A function is a reusable block of code that performs a single task and can be used repeatedly in programs. Think of functions like your morning coffee routine β˜• β€” you don't reinvent it every day, you just call it and let it do its thing.

What is a Function?

In Python, a basic function can be declared as follows:

Declaring a Basic Function
def add_numbers(a:int, b:int) -> int:
    return a+b

In the above example, the following items should be noted:

  • The def keyword declares the start of a function
  • The name of this function is add_numbers
  • The function accepts two arguments, a and b.
    • Each argument can be labelled to show the expected data type (i.e. a:int shows that the a argument is expecting an int).
    • The -> int declares that the function will return an integer (see below).
  • Similar to other Python constructs, the declaration line ends with a colon (:).
  • In standard circumstances, a Python function will return a value

Functions Are Repeatable

Functions are useful for repeated actions. A famous principle of software development is "Don't Repeat Yourself" (aka DRY code). Copy-pasting is for amateurs. πŸ˜‰ As an example, writing the same message to multiple users could be performed as follows:

Inefficient Repeated Code
1
2
3
4
5
6
7
user1 = "Carl"
user2 = "Jim"
user3 = "Fred"

print("Greetings " + user1 + ", welcome to this program.")
print("Greetings " + user2 + ", welcome to this program.")
print("Greetings " + user3 + ", welcome to this program.")

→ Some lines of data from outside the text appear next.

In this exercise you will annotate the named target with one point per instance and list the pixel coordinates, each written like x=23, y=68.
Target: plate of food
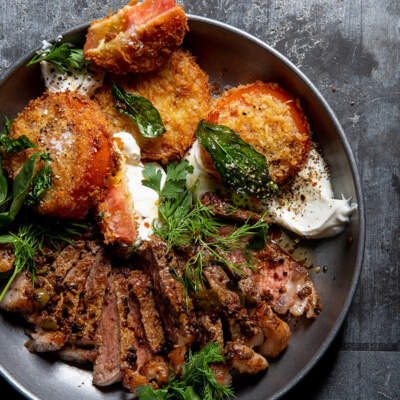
x=181, y=214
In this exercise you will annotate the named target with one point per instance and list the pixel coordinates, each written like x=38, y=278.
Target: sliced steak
x=276, y=332
x=138, y=364
x=134, y=352
x=242, y=328
x=244, y=359
x=175, y=309
x=91, y=301
x=107, y=369
x=54, y=324
x=77, y=355
x=285, y=283
x=142, y=290
x=210, y=329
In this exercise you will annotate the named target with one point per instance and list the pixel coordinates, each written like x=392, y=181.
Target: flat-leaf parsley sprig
x=184, y=222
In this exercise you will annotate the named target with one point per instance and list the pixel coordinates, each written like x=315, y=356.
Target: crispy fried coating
x=271, y=120
x=138, y=38
x=179, y=90
x=73, y=129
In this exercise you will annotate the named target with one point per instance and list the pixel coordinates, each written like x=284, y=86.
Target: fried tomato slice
x=271, y=120
x=180, y=92
x=73, y=129
x=138, y=38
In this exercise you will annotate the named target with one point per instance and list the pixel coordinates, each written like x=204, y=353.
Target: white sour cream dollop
x=309, y=207
x=82, y=83
x=145, y=200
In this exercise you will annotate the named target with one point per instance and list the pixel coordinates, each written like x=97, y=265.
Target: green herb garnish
x=185, y=222
x=65, y=57
x=140, y=110
x=242, y=169
x=41, y=182
x=198, y=381
x=29, y=239
x=10, y=145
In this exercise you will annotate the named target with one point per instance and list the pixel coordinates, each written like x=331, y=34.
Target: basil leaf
x=40, y=183
x=20, y=189
x=12, y=146
x=140, y=110
x=64, y=56
x=242, y=169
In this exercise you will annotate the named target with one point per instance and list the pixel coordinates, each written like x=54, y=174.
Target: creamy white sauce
x=57, y=81
x=309, y=207
x=145, y=200
x=206, y=181
x=82, y=83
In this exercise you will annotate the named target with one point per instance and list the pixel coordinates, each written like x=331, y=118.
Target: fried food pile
x=132, y=320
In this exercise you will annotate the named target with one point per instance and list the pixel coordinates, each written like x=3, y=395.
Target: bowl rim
x=355, y=174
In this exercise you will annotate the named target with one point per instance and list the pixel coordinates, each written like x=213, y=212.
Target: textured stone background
x=354, y=46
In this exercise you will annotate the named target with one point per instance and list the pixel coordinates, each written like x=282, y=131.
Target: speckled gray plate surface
x=230, y=57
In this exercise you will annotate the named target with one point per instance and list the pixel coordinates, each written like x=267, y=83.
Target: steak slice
x=176, y=310
x=244, y=359
x=90, y=304
x=285, y=283
x=276, y=332
x=107, y=369
x=134, y=352
x=242, y=327
x=142, y=291
x=77, y=355
x=54, y=324
x=138, y=364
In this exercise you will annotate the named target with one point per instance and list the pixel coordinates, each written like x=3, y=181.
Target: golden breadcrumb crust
x=271, y=120
x=180, y=92
x=117, y=44
x=73, y=129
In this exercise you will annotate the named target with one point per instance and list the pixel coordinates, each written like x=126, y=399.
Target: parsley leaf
x=185, y=222
x=63, y=56
x=140, y=110
x=152, y=177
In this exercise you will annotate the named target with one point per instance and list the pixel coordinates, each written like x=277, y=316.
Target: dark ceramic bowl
x=230, y=57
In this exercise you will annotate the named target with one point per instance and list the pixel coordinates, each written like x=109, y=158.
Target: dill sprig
x=30, y=238
x=184, y=222
x=198, y=380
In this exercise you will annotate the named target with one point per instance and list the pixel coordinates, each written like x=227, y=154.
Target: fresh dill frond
x=198, y=380
x=30, y=238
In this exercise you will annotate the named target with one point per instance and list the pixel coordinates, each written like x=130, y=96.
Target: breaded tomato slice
x=73, y=129
x=271, y=120
x=138, y=38
x=118, y=220
x=180, y=92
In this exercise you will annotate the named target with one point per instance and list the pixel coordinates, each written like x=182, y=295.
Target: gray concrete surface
x=350, y=45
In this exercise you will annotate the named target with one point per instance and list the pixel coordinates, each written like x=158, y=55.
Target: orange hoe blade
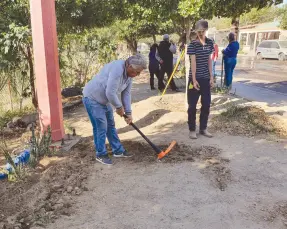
x=163, y=153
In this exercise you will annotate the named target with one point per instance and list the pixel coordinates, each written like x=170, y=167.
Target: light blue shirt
x=110, y=82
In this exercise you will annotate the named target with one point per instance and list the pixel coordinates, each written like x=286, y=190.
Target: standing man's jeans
x=168, y=70
x=155, y=72
x=103, y=122
x=193, y=96
x=213, y=68
x=229, y=65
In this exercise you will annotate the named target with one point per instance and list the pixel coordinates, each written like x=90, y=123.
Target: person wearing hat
x=214, y=57
x=229, y=57
x=200, y=79
x=165, y=53
x=100, y=94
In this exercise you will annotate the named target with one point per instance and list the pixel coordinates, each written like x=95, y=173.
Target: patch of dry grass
x=247, y=121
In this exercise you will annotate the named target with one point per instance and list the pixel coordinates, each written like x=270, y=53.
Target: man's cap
x=165, y=37
x=201, y=25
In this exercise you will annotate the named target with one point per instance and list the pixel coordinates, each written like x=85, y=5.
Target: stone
x=57, y=186
x=7, y=130
x=30, y=118
x=10, y=125
x=78, y=191
x=69, y=189
x=29, y=127
x=16, y=119
x=58, y=206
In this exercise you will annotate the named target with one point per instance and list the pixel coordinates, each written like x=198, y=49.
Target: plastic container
x=3, y=176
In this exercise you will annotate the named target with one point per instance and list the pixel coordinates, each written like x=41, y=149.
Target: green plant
x=16, y=169
x=9, y=115
x=40, y=146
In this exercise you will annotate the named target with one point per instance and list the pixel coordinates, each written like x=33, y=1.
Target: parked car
x=273, y=49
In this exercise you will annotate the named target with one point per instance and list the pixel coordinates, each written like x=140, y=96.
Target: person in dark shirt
x=166, y=50
x=200, y=79
x=154, y=67
x=229, y=57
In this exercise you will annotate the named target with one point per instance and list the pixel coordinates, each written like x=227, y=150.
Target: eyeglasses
x=136, y=72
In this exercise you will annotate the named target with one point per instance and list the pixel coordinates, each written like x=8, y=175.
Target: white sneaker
x=192, y=135
x=206, y=133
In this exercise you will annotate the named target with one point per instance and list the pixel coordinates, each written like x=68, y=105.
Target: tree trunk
x=154, y=38
x=235, y=27
x=32, y=78
x=186, y=58
x=132, y=45
x=10, y=94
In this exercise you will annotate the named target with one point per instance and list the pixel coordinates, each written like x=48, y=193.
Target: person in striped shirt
x=200, y=79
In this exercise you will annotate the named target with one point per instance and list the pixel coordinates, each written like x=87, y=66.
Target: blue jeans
x=229, y=65
x=103, y=122
x=193, y=96
x=213, y=68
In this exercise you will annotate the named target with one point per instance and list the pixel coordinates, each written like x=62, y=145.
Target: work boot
x=206, y=133
x=122, y=154
x=176, y=90
x=192, y=135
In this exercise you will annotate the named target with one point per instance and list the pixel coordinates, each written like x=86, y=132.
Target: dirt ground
x=226, y=182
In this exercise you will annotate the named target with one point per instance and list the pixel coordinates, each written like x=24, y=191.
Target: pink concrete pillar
x=45, y=47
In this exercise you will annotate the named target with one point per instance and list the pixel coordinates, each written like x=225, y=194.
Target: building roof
x=264, y=26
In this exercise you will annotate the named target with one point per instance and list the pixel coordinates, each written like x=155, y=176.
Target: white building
x=250, y=36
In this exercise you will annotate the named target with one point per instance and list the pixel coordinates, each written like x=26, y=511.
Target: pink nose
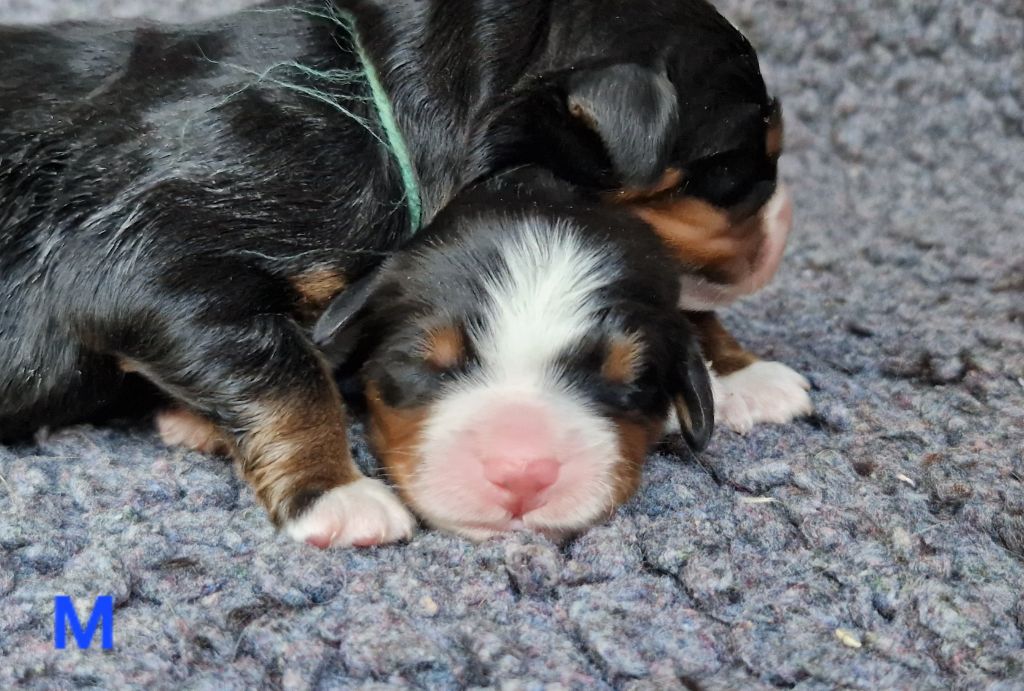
x=523, y=479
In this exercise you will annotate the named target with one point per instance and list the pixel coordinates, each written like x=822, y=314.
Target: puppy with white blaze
x=519, y=359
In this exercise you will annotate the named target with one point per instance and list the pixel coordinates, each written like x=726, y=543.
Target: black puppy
x=178, y=204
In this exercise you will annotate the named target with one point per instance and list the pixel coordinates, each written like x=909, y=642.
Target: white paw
x=359, y=514
x=181, y=428
x=763, y=392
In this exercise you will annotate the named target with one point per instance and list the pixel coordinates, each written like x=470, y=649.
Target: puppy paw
x=763, y=392
x=359, y=514
x=181, y=428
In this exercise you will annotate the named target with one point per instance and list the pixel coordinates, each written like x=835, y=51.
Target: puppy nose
x=523, y=479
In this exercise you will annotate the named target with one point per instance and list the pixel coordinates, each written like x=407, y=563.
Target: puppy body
x=178, y=204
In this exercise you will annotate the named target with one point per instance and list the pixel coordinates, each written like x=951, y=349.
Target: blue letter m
x=65, y=615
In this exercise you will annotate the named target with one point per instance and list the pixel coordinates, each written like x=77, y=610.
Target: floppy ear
x=693, y=400
x=634, y=111
x=337, y=332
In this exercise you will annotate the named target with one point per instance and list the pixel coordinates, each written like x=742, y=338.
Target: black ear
x=337, y=332
x=634, y=111
x=693, y=400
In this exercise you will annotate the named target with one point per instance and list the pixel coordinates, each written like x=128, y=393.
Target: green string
x=382, y=102
x=391, y=129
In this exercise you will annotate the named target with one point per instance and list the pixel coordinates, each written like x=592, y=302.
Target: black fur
x=163, y=187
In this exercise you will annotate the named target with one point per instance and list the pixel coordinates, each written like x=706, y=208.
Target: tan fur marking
x=671, y=179
x=395, y=436
x=317, y=287
x=635, y=439
x=295, y=446
x=718, y=345
x=444, y=347
x=622, y=361
x=704, y=236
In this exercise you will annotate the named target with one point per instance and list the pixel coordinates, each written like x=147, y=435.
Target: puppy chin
x=698, y=294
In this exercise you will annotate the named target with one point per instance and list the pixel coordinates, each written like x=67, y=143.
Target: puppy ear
x=338, y=330
x=634, y=111
x=693, y=400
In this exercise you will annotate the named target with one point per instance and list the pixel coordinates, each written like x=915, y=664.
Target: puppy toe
x=763, y=392
x=364, y=513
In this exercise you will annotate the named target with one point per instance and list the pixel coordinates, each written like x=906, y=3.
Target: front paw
x=364, y=513
x=763, y=392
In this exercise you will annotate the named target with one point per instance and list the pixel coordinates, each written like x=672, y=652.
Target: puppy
x=178, y=205
x=521, y=356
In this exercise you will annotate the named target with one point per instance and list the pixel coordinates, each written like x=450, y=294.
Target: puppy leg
x=261, y=381
x=178, y=427
x=748, y=389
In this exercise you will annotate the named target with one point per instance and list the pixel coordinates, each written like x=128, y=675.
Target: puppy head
x=518, y=370
x=665, y=112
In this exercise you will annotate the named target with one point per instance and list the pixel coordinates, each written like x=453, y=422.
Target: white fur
x=700, y=295
x=763, y=392
x=538, y=308
x=365, y=512
x=543, y=304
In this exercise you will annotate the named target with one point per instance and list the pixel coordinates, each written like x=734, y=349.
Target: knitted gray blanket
x=878, y=545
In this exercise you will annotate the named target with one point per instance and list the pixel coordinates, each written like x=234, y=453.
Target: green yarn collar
x=395, y=139
x=281, y=74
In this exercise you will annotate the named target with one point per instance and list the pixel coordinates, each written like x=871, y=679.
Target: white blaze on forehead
x=541, y=303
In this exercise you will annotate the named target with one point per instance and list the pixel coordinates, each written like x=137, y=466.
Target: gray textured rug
x=895, y=517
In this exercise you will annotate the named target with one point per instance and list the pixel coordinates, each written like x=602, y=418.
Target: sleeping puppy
x=179, y=204
x=520, y=358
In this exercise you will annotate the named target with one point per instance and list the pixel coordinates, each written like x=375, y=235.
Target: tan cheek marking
x=704, y=238
x=444, y=347
x=671, y=179
x=295, y=446
x=318, y=287
x=395, y=436
x=622, y=362
x=635, y=439
x=718, y=345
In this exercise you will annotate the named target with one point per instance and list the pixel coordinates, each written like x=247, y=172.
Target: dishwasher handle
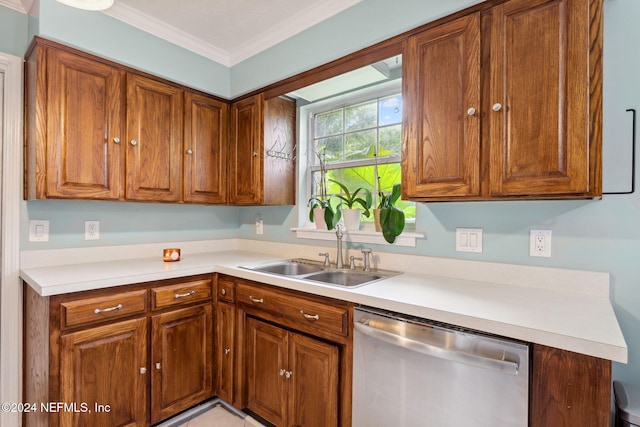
x=500, y=365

The same lines are being repeated over and over. This could be re-written as a function:

Declaring a Function to Avoid Repeated Code
def greet(user:str) -> str:
    return "Greetings " + user + ", welcome to this program."

user1 = "Carl"
user2 = "Jim"
user3 = "Fred"

print(greet(user1))
print(greet(user2))
print(greet(user3))

Both examples will have the same output, but using the function will require less effort from the programmer and will be much more robust and maintainable.

Looping Over a Function

There are often scenarios where we must execute a function multiple times with different inputs. This repetitive task can be efficiently accomplished using a for loop.

Consider a situation where you have a function that performs a specific task or computation, and you need to apply this function to a collection of values or items. Instead of manually calling the function for each input, which can be tedious and error-prone, you can harness the for loop’s capabilities to automate this process. Looping over a function allows you to:

  • Reuse Code: You can encapsulate a specific functionality within a function and then effortlessly apply it to multiple data points without duplicating code.
  • Efficiency: Automating repetitive tasks enhances code efficiency, making it easier to maintain and less prone to errors.
  • Scalability: As your data set grows, using loops to apply a function becomes indispensable, ensuring your code remains adaptable to various input sizes.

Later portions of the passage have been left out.